After returning to the Imperial court, Leopold Ignaz Joseph was named Privy Councillor. Due to the high position and authority of his father, Prince Ferdinand Joseph, at court, he had great hopes and expectations for his future. However, these hopes were not fulfilled. Historian Rostislav Smíšek refers to some rumours about the young prince that circulated at court, which in 1685 completely stopped the progress of Leopold Ignaz Joseph in the political hierarchy. Prince Ferdinand Joseph managed to protect his son, but his career was halted for a long time: for many years, he only had the functions of Kämmerer and Privy Councillor.

In 1698, shortly after he assumed the title of Prince of Dietrichstein following his father's death, Leopold Ignaz Joseph was named Knight of the Order of the Golden Fleece as the Knight 591 since his foundation.

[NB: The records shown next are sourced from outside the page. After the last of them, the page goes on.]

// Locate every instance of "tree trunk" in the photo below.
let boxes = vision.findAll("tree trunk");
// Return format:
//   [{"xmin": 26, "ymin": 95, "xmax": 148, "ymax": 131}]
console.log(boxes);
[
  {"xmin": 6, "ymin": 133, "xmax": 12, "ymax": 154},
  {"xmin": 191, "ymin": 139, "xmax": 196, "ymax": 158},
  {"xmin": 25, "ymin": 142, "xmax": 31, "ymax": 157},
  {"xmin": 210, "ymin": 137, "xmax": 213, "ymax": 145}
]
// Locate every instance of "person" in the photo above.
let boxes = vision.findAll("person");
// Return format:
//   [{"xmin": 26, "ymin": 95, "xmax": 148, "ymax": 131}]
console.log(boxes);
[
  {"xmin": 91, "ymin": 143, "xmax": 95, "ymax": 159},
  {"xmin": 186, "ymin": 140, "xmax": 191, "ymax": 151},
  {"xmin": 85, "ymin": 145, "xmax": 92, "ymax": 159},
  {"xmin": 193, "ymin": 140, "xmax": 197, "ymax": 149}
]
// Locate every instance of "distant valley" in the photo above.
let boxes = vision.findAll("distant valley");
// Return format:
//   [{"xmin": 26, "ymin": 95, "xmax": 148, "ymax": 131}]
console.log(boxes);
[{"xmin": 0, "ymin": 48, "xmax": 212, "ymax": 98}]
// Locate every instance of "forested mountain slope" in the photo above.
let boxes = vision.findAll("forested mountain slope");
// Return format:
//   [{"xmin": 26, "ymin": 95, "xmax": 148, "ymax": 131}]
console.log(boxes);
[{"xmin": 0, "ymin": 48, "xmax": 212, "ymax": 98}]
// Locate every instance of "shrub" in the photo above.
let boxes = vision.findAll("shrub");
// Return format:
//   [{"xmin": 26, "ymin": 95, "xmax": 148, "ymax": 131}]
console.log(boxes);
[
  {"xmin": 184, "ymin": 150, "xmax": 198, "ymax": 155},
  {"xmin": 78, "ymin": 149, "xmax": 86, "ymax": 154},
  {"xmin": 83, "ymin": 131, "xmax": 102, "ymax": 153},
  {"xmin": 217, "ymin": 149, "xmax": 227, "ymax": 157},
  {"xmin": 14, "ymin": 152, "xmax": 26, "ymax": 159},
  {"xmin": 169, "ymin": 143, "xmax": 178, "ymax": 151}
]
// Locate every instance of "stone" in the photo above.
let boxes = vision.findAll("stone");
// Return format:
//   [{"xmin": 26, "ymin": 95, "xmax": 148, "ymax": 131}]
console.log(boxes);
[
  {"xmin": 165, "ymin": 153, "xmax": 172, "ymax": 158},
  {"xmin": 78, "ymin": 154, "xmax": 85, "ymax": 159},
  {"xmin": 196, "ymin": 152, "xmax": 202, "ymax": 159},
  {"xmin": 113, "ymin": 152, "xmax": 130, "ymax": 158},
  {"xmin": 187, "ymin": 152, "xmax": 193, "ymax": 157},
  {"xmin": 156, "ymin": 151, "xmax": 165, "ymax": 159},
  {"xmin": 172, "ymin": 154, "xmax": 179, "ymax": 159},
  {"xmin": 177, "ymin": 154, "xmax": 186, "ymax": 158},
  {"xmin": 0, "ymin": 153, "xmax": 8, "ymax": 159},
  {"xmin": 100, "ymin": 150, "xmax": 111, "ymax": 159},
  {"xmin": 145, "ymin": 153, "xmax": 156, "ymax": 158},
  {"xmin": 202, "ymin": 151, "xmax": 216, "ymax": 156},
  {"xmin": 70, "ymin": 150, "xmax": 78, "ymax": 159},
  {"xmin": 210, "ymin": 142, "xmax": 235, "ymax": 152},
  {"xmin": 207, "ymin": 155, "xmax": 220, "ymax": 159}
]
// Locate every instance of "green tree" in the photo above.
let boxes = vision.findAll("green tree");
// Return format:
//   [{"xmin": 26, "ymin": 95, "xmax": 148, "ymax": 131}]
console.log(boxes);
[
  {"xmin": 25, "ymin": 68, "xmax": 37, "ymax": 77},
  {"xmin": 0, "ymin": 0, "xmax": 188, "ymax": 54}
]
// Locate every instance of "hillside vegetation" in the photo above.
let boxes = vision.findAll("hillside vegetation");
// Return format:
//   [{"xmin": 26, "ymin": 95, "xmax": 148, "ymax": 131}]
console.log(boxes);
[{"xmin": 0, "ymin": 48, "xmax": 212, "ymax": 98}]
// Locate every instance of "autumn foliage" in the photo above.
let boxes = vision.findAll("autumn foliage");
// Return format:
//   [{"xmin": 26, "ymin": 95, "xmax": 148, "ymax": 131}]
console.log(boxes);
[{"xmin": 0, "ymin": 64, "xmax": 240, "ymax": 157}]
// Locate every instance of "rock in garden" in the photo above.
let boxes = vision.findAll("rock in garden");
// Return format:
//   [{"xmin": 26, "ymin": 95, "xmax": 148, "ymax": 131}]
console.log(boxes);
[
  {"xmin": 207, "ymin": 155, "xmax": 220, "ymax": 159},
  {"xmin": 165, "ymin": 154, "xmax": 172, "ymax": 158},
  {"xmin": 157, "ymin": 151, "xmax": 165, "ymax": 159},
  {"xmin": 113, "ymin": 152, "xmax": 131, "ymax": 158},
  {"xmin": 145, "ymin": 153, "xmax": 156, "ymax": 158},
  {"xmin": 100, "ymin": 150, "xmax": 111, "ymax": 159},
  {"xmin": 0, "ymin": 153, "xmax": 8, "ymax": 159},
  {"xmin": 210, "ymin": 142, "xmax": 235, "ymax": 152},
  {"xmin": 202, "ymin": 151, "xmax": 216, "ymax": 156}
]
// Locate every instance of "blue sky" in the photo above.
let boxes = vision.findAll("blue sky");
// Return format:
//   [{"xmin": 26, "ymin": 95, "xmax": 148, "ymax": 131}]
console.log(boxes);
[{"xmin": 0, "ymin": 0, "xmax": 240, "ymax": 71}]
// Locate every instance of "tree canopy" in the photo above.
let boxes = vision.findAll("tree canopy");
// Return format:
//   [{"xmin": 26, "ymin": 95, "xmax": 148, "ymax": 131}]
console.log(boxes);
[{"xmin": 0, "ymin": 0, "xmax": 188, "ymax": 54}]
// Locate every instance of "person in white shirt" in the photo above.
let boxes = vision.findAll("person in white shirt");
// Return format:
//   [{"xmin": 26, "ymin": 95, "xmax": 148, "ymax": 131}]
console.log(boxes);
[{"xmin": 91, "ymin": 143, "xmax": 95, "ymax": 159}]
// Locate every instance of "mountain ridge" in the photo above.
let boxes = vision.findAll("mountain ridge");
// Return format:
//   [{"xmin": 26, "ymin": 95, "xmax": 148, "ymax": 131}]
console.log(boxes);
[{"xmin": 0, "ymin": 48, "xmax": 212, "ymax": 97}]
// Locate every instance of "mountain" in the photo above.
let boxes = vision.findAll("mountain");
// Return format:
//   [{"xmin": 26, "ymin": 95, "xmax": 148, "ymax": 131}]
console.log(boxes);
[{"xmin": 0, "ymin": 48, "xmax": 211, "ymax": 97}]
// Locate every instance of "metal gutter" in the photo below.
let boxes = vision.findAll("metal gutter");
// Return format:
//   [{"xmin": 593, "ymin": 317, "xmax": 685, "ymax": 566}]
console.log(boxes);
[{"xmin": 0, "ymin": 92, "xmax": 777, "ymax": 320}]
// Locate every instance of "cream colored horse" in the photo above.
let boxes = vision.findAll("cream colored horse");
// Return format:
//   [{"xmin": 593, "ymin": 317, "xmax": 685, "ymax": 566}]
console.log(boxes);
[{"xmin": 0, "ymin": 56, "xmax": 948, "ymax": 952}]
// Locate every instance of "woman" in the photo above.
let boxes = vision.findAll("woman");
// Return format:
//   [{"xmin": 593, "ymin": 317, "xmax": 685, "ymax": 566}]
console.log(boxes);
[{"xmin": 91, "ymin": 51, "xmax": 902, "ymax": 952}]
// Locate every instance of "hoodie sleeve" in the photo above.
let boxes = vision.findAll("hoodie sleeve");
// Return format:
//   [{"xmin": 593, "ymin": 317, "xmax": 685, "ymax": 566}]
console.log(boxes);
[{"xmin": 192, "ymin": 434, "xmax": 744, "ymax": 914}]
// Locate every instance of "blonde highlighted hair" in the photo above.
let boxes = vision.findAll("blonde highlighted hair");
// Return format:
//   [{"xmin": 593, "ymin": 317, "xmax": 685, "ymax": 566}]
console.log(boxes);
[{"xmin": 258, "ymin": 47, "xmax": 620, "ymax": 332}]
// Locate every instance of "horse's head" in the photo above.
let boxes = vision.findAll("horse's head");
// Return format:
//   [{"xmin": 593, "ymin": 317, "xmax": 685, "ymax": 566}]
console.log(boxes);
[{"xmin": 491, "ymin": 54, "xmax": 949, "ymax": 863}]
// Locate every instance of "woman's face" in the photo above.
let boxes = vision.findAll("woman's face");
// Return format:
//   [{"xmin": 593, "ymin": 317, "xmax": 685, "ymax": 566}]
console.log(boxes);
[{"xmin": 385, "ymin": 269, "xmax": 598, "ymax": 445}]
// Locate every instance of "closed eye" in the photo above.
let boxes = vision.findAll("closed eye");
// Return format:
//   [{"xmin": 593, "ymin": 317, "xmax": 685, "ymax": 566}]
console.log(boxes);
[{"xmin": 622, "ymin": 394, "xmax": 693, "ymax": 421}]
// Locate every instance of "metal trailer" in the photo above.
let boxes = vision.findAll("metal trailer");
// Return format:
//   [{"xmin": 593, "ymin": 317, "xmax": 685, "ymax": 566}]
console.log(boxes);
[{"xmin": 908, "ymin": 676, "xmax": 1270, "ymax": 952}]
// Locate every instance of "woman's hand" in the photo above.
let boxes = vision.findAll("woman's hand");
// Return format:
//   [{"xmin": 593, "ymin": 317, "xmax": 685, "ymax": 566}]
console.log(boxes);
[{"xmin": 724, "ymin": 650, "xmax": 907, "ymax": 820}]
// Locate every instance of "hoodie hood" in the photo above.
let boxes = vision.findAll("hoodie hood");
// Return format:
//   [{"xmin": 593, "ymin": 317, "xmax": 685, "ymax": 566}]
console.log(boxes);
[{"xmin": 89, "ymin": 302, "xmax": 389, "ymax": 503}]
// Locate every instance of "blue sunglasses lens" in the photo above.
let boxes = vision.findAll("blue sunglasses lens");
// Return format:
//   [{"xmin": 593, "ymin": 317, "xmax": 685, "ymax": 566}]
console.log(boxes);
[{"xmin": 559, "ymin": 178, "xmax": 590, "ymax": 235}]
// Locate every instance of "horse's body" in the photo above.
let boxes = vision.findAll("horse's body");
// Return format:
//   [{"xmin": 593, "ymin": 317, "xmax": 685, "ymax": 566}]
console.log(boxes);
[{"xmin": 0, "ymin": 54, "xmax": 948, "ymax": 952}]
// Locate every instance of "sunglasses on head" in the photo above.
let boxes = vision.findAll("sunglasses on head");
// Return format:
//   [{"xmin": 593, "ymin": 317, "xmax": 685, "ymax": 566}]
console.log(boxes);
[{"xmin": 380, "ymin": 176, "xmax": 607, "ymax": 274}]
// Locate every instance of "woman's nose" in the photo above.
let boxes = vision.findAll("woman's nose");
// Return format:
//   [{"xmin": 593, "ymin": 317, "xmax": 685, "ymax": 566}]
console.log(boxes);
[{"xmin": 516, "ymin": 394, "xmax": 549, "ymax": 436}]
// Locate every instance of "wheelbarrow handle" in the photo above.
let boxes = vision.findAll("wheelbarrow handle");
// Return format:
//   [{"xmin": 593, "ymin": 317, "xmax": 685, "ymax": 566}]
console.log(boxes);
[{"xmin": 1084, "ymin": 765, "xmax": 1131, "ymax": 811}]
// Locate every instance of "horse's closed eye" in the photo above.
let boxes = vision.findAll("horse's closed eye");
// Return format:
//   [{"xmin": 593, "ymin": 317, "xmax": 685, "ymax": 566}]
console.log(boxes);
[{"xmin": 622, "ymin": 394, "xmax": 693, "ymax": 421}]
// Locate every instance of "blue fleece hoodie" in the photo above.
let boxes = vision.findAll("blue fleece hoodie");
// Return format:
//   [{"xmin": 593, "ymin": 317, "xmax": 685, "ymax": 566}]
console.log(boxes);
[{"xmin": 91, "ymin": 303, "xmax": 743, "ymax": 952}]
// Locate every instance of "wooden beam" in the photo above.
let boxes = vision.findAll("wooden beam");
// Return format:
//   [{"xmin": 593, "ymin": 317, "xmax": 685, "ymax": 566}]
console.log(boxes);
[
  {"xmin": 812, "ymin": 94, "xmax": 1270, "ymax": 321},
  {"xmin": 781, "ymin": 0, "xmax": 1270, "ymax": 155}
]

His first high appointment took place only in 1705, when he was named a member of the Imperial Chamber. His renewed career was stopped by his early death in 1708 at the age of 48, from tuberculosis.

==Marriage and issue==
On 13 July 1687 Leopold Ignaz married with Princess Maria Godofreda Dorothea of Salm (29 September 1667 – 19 January 1732), daughter of Charles Theodore Otto, Prince of Salm by his first wife, Countess Godofreda Maria Anna of Huyn (1646–1667). Being the only child of her parents, Maria Godofreda inherited from her mother the Counties of Geleen, Amstenrald and Wachtendonk.

Leopold Ignaz and Maria Godofreda had two daughters:

- Maria Anna Josepha (25 June 1688 – January 1697).
- Maria Josepha Felizitas (13 September 1694 – 7 March 1711).

Because he died without male heirs, Leopold Ignaz was succeeded by his younger surviving brother Walther Franz Xaver Anton.